Verlorene Lebenszeit durch Corona
Außerhalb der Industrienationen sind unter den Opfern zahlreiche jüngere Menschen, die besonders viel Lebenszeit verlieren
Um die Folgen der COVID-19-Pandemie auf die Sterblichkeit richtig einzuschätzen, reicht es nicht, die Toten zu zählen. Deshalb hat ein internationales Team mit Forschern des Max-Planck-Instituts für demografische Forschung 1,2 Millionen Todesfälle aus 81 Ländern ausgewertet. Sie fanden heraus, wie alt die Menschen waren, die an COVID-19 gestorben sind – und damit, wie stark ihre Leben im Vergleich zur durchschnittlichen Lebenserwartung verkürzt wurden.
Nach Schätzungen der Forschenden kostete die Pandemie bislang 20,6 Millionen Lebensjahre. „Menschen in der Mitte ihres Lebens und im frühen Rentenalter tragen im weltweiten Vergleich den größten Anteil an den insgesamt verlorenen Lebensjahren“, sagt Mikko Myrskylä, Direktor des Max-Planck-Instituts für demografische Forschung in Rostock. Zusammen mit Héctor Pifarré i Arolas von der Universitat Pompeu Fabra in Spanien leitete er das internationale Forschungsteam.
Starb der größte Teil der Menschen in hohem Alter, geht man davon aus, dass weniger Lebensjahre verloren werden als im Falle vieler junger Toter. Im globalen Durchschnitt entfallen nur knapp 25 Prozent der verlorenen Lebensjahre auf Verstorbene, die älter als 75 Jahre waren. Rund 45 Prozent der Lebensjahre haben Menschen im Alter zwischen 55 und 75 Jahren verloren. Die Bevölkerung unter 55 Jahren trägt einen Anteil von rund 30 Prozent. Damit entfallen 75 Prozent der verlorenen Lebensjahre auf Menschen, die jünger waren als 75 Jahre. Das steht im deutlichen Gegensatz zur häufig verbreiteten Meinung, dass nur Menschen an COVID-19 stürben, die sowieso nur noch wenige Jahre zu leben hätten. „Deshalb sollten auch Maßnahmen ergriffen werden, die jüngere Teile der Bevölkerung schützen“, sagt Mikko Myrskylä.
Ein Blick auf die Details zeigt: In Ländern mit hohen Einkommen trägt die älteste Bevölkerungsgruppe über 75 Jahren meist über die Hälfte der verlorenen Lebensjahre. Genau umgekehrt ist dieses Bild in Ländern mit mittlerem und niedrigen Lohnniveau. Hier ist der Anteil der verlorenen Lebensjahre in der jüngsten Bevölkerungsgruppe unter 55 Jahren größer. Besonders deutlich tritt die COVID-19 Sterblichkeit in diesem Vergleich hervor: In besonders betroffenen Ländern, wie Italien und den USA, verlor die Bevölkerung bis zu neun Mal mehr Lebensjahre, als während einer durchschnittlichen Grippe-Saison.
Sterblichkeit mit passender Methode erfassen
Über geeignete Methoden, die COVID-19-Sterblichkeit möglichst genau zu erheben, wird viel diskutiert. „Jede Methode hat ihre eigenen Stärken und Schwächen“, sagt Mikko Myrskylä. Die Infektionssterblichkeit erfasst nur die Teilgruppe der Personen, deren COVID-19-Infektion bestätigt ist. Ohne die tatsächliche Zahl Infizierter zu kennen, ist die Infektionssterblichkeit nur schwer mit demografischen Modellen abzuschätzen.
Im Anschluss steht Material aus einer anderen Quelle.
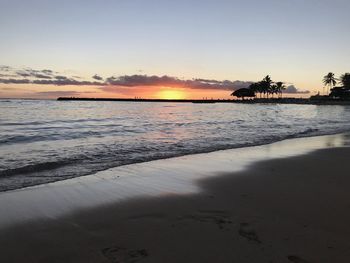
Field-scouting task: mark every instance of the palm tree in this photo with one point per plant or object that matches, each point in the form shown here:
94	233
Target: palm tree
280	87
345	80
255	87
266	85
330	81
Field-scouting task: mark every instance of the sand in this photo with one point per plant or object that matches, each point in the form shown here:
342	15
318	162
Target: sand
284	202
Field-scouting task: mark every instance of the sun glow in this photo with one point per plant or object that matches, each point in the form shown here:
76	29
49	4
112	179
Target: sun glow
171	94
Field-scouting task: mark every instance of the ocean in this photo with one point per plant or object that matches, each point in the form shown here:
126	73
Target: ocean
42	141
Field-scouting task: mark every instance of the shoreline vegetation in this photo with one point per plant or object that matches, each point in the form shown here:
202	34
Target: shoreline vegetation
261	92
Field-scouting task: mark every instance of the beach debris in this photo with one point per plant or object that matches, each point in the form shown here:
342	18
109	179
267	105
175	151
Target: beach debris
123	255
246	231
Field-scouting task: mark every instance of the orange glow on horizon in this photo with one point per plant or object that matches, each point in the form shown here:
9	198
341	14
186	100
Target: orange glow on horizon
171	93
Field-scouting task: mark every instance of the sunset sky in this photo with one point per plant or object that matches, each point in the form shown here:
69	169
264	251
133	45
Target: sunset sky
168	49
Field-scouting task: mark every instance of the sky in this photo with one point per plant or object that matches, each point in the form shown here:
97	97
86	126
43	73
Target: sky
168	49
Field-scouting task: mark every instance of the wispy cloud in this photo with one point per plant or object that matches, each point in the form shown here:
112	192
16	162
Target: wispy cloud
9	75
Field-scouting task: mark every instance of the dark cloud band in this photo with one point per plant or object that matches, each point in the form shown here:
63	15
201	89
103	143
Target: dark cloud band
111	84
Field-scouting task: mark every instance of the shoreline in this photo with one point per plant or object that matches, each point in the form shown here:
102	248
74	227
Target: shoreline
207	151
282	202
287	100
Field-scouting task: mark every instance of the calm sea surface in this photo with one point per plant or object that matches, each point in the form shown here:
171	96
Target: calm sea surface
45	141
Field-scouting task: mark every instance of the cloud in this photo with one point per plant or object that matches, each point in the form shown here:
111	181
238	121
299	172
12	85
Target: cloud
97	77
293	90
58	93
168	81
115	84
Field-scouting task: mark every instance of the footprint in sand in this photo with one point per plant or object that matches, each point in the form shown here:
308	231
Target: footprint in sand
123	255
246	231
220	218
296	259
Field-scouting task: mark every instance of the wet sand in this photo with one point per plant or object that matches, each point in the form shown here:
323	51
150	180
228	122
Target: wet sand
284	202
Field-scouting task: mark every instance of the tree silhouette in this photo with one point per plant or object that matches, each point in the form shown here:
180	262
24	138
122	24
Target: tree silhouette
330	81
280	87
345	80
266	85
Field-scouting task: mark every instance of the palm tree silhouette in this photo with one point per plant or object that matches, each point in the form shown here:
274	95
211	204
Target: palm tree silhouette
345	80
266	85
330	81
280	87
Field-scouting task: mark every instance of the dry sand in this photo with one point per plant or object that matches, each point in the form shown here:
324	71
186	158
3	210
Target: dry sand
289	204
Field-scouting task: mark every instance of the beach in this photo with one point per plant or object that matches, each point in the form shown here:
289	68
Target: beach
283	202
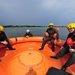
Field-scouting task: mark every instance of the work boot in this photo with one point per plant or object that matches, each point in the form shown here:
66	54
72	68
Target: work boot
40	48
53	57
64	67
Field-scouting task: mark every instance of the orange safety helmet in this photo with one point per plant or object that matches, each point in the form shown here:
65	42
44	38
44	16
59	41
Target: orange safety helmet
57	29
46	34
55	36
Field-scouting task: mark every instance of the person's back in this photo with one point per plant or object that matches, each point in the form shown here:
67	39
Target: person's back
28	33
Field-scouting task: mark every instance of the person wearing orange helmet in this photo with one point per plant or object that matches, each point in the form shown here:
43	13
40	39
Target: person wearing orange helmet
28	33
50	35
3	39
68	47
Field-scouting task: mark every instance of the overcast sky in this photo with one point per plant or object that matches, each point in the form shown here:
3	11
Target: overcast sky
37	12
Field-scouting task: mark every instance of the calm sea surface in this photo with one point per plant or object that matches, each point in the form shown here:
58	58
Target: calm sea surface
36	31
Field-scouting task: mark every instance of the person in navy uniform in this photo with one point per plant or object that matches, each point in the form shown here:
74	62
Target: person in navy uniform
28	33
68	47
50	32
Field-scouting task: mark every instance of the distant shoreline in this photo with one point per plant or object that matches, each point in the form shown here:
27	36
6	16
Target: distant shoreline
30	26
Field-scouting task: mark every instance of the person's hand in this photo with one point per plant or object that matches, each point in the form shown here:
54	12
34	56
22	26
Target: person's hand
72	50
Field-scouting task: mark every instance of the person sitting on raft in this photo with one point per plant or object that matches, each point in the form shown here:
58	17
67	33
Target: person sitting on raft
68	47
28	33
51	35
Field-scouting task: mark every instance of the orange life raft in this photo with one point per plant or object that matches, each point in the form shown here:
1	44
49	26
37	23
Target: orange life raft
27	55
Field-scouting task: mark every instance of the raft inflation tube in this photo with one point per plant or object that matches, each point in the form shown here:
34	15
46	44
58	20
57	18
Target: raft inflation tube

Die Zahl der Sterbefälle, die COVID-19 zugeschrieben werden, kann die tatsächliche Zahl der COVID-19 Todesfälle sowohl über- als auch unterschätzen. Denn sie hängt davon ab, durch welche Kriterien ein Todesfall als COVID-19-Todesfall registriert wird; das unterscheidet sich von Land zu Land. Die Übersterblichkeit vergleicht Sterblichkeitsraten während der Pandemie mit einem Basiswert, der sich aus den vergangenen Jahren ableitet. Diesen Basiswert richtig abzuschätzen ist dabei die komplexe Voraussetzung.
Wegen dieser und weiterer methodischer Herausforderungen stellen auch die Ergebnisse der vorliegenden Studie nur eine Momentaufnahme während der Pandemie dar. Sie können die tatsächliche Zahl verlorener Lebensjahre sowohl überschätzen als auch unterschätzen. „Trotzdem bestätigen unsere Ergebnisse, dass die Auswirkungen der Pandemie auf die Sterblichkeit groß sind, und zwar nicht nur in Bezug auf die absolute Zahl der Toten, sondern auch bezogen auf verlorene Lebensjahre“, sagt Mikko Myrskylä.